C++20 with u8, char8_t and std::string
In addition to @lubgr's answer, the paper char8_t backward compatibility remediation (P1423) discusses several ways how to make std::string
with char8_t
character arrays.
Basically the idea is that you can cast the u8
char array into a "normal" char array to get the same behaviour as C++17 and before, you just have to be a bit more explicit. The paper discusses various ways to do this.
The most simple (but not fully zero overhead, unless you add more overloads) method that fits your usecase is probably the last one, i.e. introduce explicit conversion functions:
std::string from_u8string(const std::string &s) {
return s;
}
std::string from_u8string(std::string &&s) {
return std::move(s);
}
#if defined(__cpp_lib_char8_t)
std::string from_u8string(const std::u8string &s) {
return std::string(s.begin(), s.end());
}
#endif
Should I be creating a new utf8string?
No, it's already there. P0482 does not only propose char8_t
, but also a new specialization of std::basic_string
for char8_t
character types named std::u8string
. So this already compiles with clang
and libc++
from trunk:
const std::u8string str = u8"●";
The fact that std::string
construction from a u8
-literal breaks is unfortunate. From the proposal:
This proposal does not specify any backward compatibility features other than to retain interfaces that it deprecates. The author believes such features are necessary, but that a single set of such features would unnecessarily compromise the goals of this proposal. Rather, the expectation is that implementations will provide options to enable more fine grained compatibility features.

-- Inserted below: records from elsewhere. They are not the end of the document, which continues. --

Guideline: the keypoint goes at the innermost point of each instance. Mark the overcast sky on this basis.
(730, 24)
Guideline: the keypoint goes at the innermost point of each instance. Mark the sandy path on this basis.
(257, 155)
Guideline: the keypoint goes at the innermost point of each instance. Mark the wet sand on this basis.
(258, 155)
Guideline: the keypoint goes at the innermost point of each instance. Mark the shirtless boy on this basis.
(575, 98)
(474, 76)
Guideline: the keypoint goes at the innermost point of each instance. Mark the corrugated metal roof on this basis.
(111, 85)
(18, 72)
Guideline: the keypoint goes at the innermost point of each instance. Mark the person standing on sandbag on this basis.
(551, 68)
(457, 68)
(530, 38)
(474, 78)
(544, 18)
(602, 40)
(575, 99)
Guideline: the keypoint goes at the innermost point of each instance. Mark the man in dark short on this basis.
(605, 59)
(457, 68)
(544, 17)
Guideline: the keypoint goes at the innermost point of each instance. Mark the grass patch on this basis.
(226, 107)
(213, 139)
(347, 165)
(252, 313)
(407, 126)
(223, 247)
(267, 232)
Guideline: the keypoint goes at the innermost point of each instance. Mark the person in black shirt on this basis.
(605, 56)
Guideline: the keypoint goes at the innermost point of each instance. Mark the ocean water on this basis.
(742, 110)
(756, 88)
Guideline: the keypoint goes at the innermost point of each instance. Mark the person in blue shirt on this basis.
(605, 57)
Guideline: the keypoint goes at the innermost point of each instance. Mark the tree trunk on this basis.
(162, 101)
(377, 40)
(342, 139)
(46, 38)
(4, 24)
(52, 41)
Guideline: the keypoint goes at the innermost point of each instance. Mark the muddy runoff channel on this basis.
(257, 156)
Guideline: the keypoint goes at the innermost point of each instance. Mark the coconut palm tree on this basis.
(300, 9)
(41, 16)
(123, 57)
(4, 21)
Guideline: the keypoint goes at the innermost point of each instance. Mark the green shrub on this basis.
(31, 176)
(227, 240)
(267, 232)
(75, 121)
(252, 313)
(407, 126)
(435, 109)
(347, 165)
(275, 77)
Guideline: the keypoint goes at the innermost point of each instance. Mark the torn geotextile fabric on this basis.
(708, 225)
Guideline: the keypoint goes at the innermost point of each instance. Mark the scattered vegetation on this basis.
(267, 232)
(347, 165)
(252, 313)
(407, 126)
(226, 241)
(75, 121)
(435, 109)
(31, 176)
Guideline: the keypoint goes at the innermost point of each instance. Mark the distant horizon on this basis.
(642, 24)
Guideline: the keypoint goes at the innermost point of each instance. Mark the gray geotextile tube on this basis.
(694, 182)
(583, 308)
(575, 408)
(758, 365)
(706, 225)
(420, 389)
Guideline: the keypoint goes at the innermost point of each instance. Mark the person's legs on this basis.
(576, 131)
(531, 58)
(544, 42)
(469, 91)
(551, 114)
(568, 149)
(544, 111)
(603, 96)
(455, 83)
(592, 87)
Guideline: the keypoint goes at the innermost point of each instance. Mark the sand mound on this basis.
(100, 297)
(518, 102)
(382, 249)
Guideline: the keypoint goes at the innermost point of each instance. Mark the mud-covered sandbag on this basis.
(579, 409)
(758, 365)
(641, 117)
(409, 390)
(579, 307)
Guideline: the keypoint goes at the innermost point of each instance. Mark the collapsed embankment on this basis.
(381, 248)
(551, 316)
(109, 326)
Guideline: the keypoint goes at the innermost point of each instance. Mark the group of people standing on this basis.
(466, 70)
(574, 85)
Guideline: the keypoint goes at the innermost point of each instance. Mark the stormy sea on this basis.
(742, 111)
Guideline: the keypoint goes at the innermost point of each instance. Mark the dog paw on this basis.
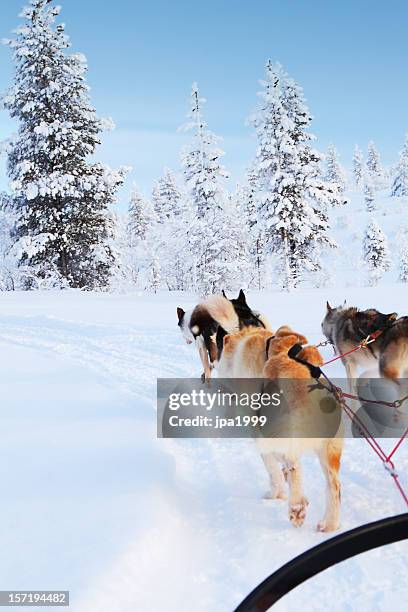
(278, 494)
(326, 526)
(297, 512)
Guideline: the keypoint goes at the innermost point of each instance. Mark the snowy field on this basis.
(93, 502)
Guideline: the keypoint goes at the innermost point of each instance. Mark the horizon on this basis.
(362, 98)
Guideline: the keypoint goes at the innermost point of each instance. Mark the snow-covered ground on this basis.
(93, 502)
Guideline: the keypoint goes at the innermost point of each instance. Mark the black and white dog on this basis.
(211, 320)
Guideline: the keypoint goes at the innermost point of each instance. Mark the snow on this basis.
(93, 502)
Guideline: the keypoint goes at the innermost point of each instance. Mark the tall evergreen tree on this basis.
(369, 194)
(8, 272)
(335, 173)
(400, 179)
(358, 167)
(207, 246)
(375, 253)
(374, 166)
(246, 198)
(140, 238)
(166, 196)
(292, 198)
(403, 255)
(64, 229)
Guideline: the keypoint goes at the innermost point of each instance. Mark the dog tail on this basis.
(222, 311)
(264, 321)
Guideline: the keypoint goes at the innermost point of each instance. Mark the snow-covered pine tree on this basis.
(375, 253)
(369, 194)
(358, 167)
(246, 202)
(141, 235)
(203, 173)
(400, 179)
(166, 197)
(335, 172)
(374, 166)
(292, 198)
(8, 271)
(402, 241)
(64, 229)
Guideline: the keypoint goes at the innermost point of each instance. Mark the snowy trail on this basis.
(201, 529)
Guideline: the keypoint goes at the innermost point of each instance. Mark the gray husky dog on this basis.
(346, 327)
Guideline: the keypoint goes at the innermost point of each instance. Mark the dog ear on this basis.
(226, 340)
(284, 330)
(241, 298)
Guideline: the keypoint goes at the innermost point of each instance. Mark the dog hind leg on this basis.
(297, 501)
(276, 478)
(329, 457)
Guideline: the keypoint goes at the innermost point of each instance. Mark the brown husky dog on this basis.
(346, 327)
(254, 353)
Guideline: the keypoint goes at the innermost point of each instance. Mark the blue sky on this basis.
(350, 57)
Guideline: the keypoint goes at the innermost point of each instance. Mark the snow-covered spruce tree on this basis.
(358, 167)
(166, 197)
(64, 229)
(292, 197)
(375, 253)
(402, 242)
(208, 253)
(374, 166)
(335, 172)
(140, 238)
(246, 202)
(8, 268)
(369, 194)
(400, 179)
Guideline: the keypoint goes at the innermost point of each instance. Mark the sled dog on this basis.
(346, 327)
(211, 320)
(255, 353)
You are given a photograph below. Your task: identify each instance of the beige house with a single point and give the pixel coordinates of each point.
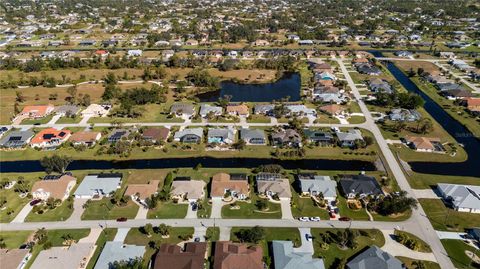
(188, 189)
(56, 188)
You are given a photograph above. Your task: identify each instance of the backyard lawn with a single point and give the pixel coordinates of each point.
(103, 209)
(373, 237)
(447, 219)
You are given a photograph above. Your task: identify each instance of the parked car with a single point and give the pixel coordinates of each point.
(34, 202)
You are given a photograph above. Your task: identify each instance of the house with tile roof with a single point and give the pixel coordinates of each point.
(192, 256)
(463, 198)
(50, 138)
(230, 255)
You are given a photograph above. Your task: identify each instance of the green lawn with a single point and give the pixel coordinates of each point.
(168, 210)
(305, 207)
(426, 181)
(428, 264)
(136, 237)
(107, 234)
(14, 239)
(248, 210)
(60, 213)
(374, 237)
(103, 209)
(447, 219)
(456, 251)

But I guess most of such initialization as above should be grep
-able or be subject to some automatic clang
tooling fixes.
Should I be creating a new utf8string?
No, C++20 adds std::u8string
. However, I would recommend using std::string
instead because char8_t
is poorly supported in the standard and not supported by any system APIs at all (and will likely never be because of compatibility reasons). On most platforms normal char
strings are already UTF-8 and on Windows with MSVC you can compile with /utf-8
which will give you portable Unicode support on major operating systems.
For example, you cannot even write a Hello World program using u8 strings in C++20 (https://godbolt.org/z/E6rvj5):
std::cout << u8"Hello, world!\n"; // won't compile in C++20
On Windows with MSVC and pre-C++20 the situation is even worse because u8 strings may be silently corrupted. For example:
std::cout << "Привет, мир!\n";
will produce valid UTF-8 that may or may not be displayed in the console depending on its current code page while
std::cout << u8"Привет, мир!\n";
will almost definitely give you an invalid result such as ╨а╤Я╨б╨В╨а╤С╨а╨Ж╨а┬╡╨бтАЪ, ╨а╤Ш╨а╤С╨б╨В!
.